»Das soll um Gottes Willen kein Vorwurf sein! Im Gegenteil werde ich den Verdacht nicht los, Sie fühlen sich vor allem machtlos gegenüber dem gesellschaftlichen Druck hier in Deutschland. Dann wäre eher das Gefühl der Hilflosigkeit dieser Situation gegenüber der Motor Ihrer Depression, oder?«
Seine Patientin im Sessel gegenüber entspannt sich zu Tilmanns Erleichterung wieder etwas. »So kann ich das schon eher annehmen«, entgegnet sie in versöhnlicherem Ton. »Nur der Vorwurf, der dann wohl kein Vorwurf war, hatte mich doch etwas geärgert!«
Tilmann setzt jetzt alles auf eine Karte. Man muss das Eisen schmieden, solange es heiß ist, sagt er sich: »Der einzige Vorwurf wäre, wenn Sie es überhaupt so nennen wollen, der, dass Sie dem gesellschaftlichen Druck gegenüber vorzeitig … wie soll ich sagen … aufgeben und resignieren?«
Ein langer und ernster, aus zu Schlitzen verengten Augen trifft ihn von der anderen Seite. Frau Krögerschmidt hält den Atem an und Tilmann kann nichts tun, außer zu warten.
Eine gefühlte Ewigkeit später regt sie sich.

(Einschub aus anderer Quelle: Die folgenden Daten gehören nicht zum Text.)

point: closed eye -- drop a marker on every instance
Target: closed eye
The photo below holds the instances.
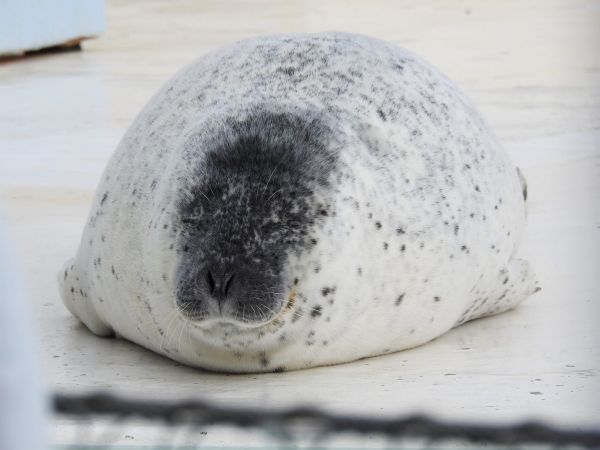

»Herr Braun, ja, vielleicht haben Sie recht, wenn Sie anmerken, dass es mir schwer fällt, mit dem Druck und den an mich gestellten Erwartungen umzugehen. Und vielleicht tue mich nach wie vor schwer damit, meine ureigenen Bedürfnisse auszuleben, mein Leben noch aktiver zu gestalten.«
»Ja, ein bisschen kommt es mir bei Ihnen noch so vor. Aber vielleicht nehmen wir das eher als Herausforderung und nicht als Grund zum Resignieren?«
Tilmann wartet ab und hofft, dass seine Worte auf fruchtbaren Boden fallen.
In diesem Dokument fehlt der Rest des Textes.